Caregiving intensity and retirement status in Canada.

Autor: Jacobs JC; Institute of Health Policy, Management, and Evaluation, University of Toronto, 155 College St., Toronto M5T 3M6, Canada. Electronic address: jo.jacobs@mail.utoronto.ca., Laporte A; Institute of Health Policy, Management, and Evaluation, University of Toronto, 155 College St., Toronto M5T 3M6, Canada. Electronic address: audrey.laporte@utoronto.ca., Van Houtven CH; Center for Health Services Research in Primary Care, Durham Veterans Administration Medical Center, Department of General Internal Medicine, Duke University, 508 Fulton St., Durham, NC 27705-3897, USA. Electronic address: courtney.vanhoutven@duke.edu., Coyte PC; Institute of Health Policy, Management, and Evaluation, University of Toronto, 155 College St., Toronto M5T 3M6, Canada. Electronic address: peter.coyte@utoronto.ca.
Jazyk: angličtina
Zdroj: Social science & medicine (1982) [Soc Sci Med] 2014 Feb; Vol. 102, pp. 74-82. Date of Electronic Publication: 2013 Dec 03.
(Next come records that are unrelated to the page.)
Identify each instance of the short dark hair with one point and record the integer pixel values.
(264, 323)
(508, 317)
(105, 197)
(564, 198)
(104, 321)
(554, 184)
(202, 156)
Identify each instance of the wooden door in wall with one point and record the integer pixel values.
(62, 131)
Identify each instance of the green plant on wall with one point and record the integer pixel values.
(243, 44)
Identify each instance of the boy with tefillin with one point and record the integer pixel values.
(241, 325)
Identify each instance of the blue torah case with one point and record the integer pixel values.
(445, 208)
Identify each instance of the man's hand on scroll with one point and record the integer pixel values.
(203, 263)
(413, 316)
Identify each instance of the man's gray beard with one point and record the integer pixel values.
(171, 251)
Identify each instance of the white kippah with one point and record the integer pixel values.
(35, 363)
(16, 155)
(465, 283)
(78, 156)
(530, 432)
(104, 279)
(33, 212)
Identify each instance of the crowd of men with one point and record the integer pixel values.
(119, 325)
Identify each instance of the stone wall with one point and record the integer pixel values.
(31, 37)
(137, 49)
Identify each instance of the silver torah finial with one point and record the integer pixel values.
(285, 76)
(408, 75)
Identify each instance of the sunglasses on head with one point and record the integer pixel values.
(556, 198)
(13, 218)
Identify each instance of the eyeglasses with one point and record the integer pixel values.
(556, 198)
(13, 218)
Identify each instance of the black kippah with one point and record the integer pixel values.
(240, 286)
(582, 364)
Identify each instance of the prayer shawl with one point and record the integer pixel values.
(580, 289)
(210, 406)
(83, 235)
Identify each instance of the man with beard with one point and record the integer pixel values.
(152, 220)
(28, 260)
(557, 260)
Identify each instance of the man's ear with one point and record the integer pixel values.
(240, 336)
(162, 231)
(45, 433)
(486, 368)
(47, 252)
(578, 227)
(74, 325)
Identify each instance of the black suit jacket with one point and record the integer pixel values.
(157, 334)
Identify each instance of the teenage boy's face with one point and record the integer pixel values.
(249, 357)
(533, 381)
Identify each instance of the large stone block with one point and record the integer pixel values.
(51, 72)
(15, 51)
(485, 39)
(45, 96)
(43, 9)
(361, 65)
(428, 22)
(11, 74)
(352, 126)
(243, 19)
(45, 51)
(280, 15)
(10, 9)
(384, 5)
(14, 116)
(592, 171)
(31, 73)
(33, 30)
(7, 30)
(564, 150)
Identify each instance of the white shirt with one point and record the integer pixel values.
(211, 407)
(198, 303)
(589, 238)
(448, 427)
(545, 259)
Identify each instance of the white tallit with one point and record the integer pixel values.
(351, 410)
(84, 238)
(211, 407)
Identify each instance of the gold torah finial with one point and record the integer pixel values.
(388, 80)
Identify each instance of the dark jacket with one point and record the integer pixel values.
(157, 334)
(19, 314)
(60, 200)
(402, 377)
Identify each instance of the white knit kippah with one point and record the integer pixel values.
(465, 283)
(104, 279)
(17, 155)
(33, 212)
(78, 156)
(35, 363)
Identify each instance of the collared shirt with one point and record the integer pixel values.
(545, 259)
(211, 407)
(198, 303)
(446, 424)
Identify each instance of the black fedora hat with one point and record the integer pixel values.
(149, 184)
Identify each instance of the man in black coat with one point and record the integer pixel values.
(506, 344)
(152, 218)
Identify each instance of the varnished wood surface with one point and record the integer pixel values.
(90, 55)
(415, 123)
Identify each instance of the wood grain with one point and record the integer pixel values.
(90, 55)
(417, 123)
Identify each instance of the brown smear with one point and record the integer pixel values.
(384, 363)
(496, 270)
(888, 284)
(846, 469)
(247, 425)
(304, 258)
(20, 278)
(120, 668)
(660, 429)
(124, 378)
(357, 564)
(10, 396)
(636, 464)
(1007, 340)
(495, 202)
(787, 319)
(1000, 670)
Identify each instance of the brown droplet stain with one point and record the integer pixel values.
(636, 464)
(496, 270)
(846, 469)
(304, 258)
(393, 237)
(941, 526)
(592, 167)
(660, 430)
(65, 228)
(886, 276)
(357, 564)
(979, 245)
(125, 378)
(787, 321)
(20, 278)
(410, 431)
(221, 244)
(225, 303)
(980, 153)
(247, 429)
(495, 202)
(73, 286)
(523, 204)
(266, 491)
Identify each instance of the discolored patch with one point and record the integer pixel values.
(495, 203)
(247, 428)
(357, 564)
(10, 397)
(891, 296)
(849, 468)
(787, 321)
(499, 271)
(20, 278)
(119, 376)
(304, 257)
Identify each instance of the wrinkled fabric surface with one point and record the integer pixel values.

DOI: 10.1016/j.socscimed.2013.11.051
Abstrakt: A number of OECD countries have implemented policies encouraging longer labour force participation in tandem with policies encouraging informal care provision in the community. To better understand how these policies may affect the available pool of caregivers and labour force participants, we need more evidence about how informal caregiving is related to retirement status and timing. We assessed the association between caregiving intensity and retirement status for individuals aged 55 to 69 using the Canadian 2007 General Social Survey, a cross-sectional survey with 23,404 individuals. We used multinomial logistic regressions to determine whether providing different intensities of informal care (i.e. hours of weekly care) was significantly associated with the likelihood that an individual was fully retired, had retired and returned to work, had never retired and was working part-time or full-time, or was a labour market non-participant. We found that higher intensity caregiving was associated with being fully retired (relative to working full-time) for men and women (relative risk ratios, 2.93 and 2.04, respectively). For women, high intensity caregiving was also associated with working part-time (1.84) and being a labour force non-participant (1.99). Male and female high intensity caregivers were more likely to be retired before age 65. Our results highlight the importance of measuring caregiving intensity and multiple paths to retirement, which are often overlooked in the caregiving and retirement literature. They also indicate that a policy context encouraging both later retirement and more informal care may not be reasonable without flexible work arrangement options.